Channels ▼
RSS

Database

Applying the Big Data Lambda Architecture


Based on his experience working on distributed data processing systems at Twitter, Nathan Marz recently designed a generic architecture addressing common requirements, which he called the Lambda Architecture. Marz is well-known in Big Data: He's the driving force behind Storm and at Twitter he  led the streaming compute team, which provides and develops shared infrastructure to support critical real-time applications.

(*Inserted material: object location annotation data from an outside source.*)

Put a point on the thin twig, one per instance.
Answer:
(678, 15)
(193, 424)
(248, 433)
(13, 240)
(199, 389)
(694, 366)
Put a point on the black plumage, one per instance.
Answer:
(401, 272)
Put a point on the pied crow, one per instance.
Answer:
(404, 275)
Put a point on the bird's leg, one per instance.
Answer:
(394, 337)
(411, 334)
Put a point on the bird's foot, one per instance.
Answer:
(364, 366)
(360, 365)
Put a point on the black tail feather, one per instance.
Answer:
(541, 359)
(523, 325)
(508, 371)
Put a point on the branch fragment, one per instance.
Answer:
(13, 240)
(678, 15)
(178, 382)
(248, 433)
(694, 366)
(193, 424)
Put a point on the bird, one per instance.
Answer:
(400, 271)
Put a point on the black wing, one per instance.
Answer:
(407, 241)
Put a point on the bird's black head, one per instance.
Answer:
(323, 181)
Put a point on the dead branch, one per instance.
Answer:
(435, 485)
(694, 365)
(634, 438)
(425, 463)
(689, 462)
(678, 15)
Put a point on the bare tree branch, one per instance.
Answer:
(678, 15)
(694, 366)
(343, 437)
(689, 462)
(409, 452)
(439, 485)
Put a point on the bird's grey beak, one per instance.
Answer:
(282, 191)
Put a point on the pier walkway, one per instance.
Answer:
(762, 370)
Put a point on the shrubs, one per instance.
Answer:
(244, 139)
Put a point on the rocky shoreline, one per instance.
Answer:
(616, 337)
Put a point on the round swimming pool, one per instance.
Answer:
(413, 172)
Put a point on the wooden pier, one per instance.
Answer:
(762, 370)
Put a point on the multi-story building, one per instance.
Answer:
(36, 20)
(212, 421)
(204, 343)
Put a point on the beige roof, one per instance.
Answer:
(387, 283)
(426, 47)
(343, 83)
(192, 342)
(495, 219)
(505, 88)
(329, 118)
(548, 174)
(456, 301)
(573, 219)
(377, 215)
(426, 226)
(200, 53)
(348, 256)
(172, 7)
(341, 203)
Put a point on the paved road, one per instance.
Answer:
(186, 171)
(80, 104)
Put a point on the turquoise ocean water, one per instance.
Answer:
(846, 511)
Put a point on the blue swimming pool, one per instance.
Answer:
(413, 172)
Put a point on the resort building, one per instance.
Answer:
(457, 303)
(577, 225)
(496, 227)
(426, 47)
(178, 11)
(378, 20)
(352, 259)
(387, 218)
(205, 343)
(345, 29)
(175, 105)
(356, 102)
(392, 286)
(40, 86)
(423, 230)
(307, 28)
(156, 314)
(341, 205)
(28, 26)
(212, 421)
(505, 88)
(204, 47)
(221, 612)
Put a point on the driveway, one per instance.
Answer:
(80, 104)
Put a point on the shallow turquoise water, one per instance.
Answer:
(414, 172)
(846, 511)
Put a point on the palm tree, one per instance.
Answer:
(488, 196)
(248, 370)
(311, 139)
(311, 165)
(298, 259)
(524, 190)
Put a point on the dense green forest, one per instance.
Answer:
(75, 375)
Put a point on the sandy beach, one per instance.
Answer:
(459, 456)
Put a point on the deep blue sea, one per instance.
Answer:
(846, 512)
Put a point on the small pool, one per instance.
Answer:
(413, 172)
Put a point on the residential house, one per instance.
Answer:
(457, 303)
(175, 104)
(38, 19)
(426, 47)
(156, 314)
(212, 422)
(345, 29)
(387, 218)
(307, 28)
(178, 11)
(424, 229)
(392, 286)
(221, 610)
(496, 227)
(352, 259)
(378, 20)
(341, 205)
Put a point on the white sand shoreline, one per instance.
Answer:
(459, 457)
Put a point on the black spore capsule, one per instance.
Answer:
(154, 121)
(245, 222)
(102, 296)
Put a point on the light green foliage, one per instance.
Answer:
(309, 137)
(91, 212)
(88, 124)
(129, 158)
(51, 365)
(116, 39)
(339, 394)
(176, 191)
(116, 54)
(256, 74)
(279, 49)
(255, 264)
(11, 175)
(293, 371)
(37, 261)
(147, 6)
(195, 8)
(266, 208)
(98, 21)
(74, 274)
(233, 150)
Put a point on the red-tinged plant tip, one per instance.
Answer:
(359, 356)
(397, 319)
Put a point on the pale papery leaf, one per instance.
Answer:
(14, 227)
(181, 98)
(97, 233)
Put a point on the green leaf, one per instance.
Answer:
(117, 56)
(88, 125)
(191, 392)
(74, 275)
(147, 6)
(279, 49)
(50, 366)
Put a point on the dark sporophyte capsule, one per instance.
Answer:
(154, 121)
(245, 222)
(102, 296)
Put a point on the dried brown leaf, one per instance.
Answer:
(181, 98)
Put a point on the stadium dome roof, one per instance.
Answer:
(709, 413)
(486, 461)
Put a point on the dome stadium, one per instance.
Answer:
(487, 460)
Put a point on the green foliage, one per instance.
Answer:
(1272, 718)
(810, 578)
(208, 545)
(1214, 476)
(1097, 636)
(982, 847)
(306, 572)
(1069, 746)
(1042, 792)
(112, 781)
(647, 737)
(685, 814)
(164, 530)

Marz and his team described the underlying motivation for building systems with the lambda architecture as:

  • The need for a robust system that is fault-tolerant, both against hardware failures and human mistakes.
  • To serve a wide range of workloads and use cases, in which low-latency reads and updates are required. Related to this point, the system should support ad-hoc queries.
  • The system should be linearly scalable, and it should scale out rather than up, meaning that throwing more machines at the problem will do the job.
  • The system should be extensible so that features can be added easily, and it should be easily debuggable and require minimal maintenance.

From a bird's eye view the lambda architecture has three major components that interact with new data coming in and responds to queries, which in this article are driven from the command line:

lambda architecture
Figure 1: Overview of the lambda architecture.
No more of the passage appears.